To ensure the availability of domain-based DFS roots, you must have at least two domain controllers and two root targets within the domain that is hosting the root. If you have only one domain controller and it becomes unavailable, the namespace is inaccessible. Similarly, if you have only a single root target, and the server hosting the root target is unavailable, the namespace is also unavailable.
How do I increase the availability of data in link targets?
There are two ways to increase the availability of data in link targets:
Create a single link that points to a link target on a clustered file server.
Create multiple link targets and replicate content among them.
You can create link targets that point to clustered file servers in both types of namespaces. However, if you want to replicate content among multiple link targets, the type of namespace determines your replication options.
Using Replication in Stand-alone DFS Namespaces
In a stand-alone DFS namespace, you can replicate the files by copying them manually, using scripts, using Robocopy.exe, which is available in the Microsoft Windows Server 2003 Deployment Kit, or by using other replication tools. The Distributed File System snap-in does not provide a user interface for configuring FRS replication in stand-alone DFS namespaces. To configure replication manually, consult the documentation supplied with your replication tools.
Using Replication in Domain-based DFS Namespaces
The Distributed File System snap-in in Windows Server 2003 provides a user interface for creating the FRS topology and schedule on servers running Windows Server 2003. Using FRS in a domain-based DFS namespace is optional; you can also replicate files by copying them manually or by using non-Microsoft replication tools.
What happens when a root target or link target fails or is taken offline?
If a DFS client attempts to access a previously used target, and that target is unavailable, the DFS client works down through its referral list for the next available target.
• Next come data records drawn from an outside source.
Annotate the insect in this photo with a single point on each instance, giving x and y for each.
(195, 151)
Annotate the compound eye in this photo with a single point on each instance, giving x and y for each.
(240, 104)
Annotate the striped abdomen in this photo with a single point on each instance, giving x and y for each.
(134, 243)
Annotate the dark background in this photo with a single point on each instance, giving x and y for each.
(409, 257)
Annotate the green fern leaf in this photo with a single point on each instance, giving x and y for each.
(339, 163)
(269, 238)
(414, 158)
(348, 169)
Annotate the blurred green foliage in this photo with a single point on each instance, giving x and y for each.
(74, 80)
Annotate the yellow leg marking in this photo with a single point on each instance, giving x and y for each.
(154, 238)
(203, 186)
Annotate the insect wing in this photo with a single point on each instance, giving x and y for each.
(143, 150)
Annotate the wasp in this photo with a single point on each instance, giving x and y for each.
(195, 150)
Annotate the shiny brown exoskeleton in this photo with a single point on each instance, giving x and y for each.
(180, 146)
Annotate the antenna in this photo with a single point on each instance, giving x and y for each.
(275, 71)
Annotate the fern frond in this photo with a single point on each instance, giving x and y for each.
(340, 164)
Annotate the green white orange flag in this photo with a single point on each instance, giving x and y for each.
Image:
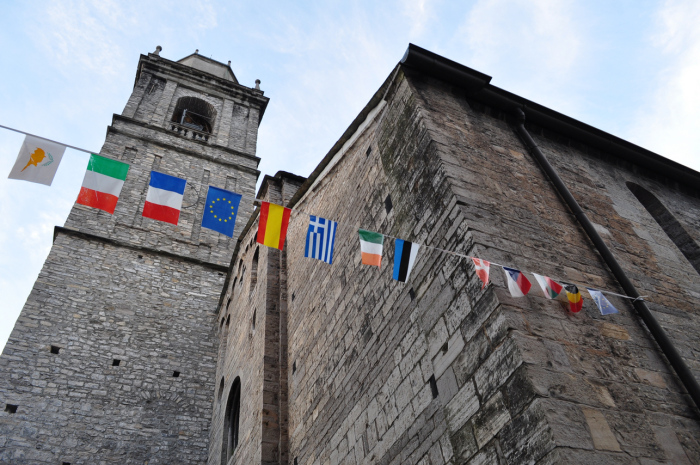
(37, 161)
(371, 245)
(102, 183)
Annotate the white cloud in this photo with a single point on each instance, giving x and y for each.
(418, 13)
(669, 123)
(531, 47)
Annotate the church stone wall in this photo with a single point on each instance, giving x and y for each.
(517, 380)
(253, 344)
(96, 303)
(599, 381)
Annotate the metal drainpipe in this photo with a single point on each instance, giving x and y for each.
(667, 347)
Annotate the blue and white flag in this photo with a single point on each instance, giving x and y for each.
(320, 239)
(604, 305)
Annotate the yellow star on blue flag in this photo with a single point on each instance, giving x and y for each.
(220, 210)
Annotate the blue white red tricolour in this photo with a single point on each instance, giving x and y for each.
(164, 198)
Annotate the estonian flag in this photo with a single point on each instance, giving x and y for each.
(404, 257)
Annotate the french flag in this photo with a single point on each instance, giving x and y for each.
(164, 197)
(518, 285)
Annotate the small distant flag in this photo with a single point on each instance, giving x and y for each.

This process is often referred to as link target or root target failover. If the client reaches the end of the referral list (that is, there are no available targets), the DFS client fails the request.
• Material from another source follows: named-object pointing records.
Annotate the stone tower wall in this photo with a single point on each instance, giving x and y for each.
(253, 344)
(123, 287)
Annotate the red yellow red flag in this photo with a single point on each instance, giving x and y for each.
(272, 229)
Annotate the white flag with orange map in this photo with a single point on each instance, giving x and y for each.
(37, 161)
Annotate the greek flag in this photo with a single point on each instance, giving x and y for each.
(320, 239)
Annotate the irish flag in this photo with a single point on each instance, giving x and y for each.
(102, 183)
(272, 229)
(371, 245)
Because stand-alone DFS namespaces can have only one root target, no failover occurs if the stand-alone root server is not available; in that case, clients cannot access the namespace.
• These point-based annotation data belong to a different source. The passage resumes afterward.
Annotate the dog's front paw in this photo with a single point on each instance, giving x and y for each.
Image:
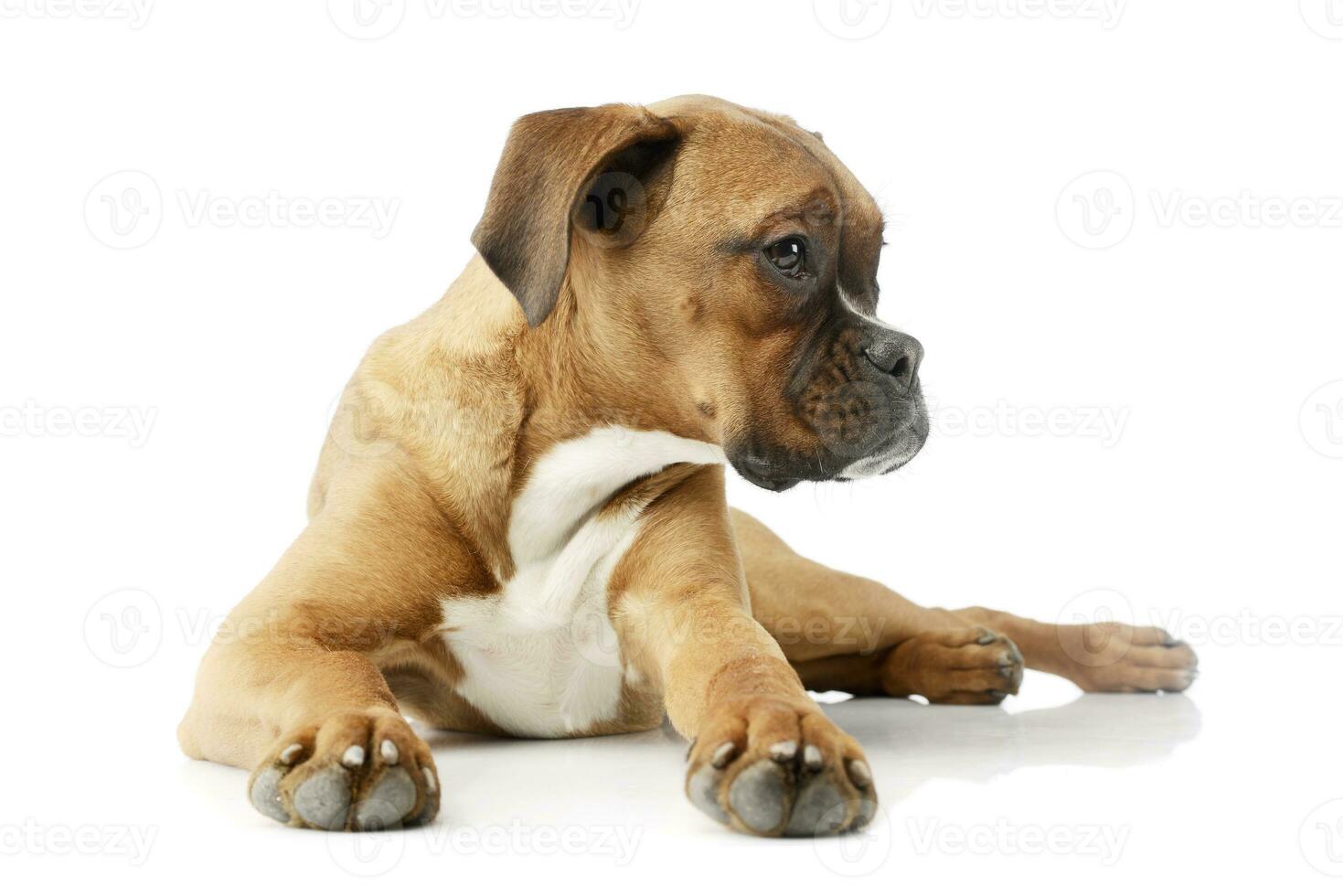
(1116, 657)
(351, 772)
(955, 666)
(775, 769)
For link target failover to work correctly, each link can have targets that correspond to only one of the following locations:
One or more shared folders.
One or more stand-alone DFS paths anywhere in the stand-alone DFS namespace, including the root.
A single domain-based DFS path anywhere in the domain-based DFS namespace, including the root.
For root target failover to work correctly, clients must access a domain-based DFS namespace by using the format \\DomainName\RootName, not \\RootServerName\RootName.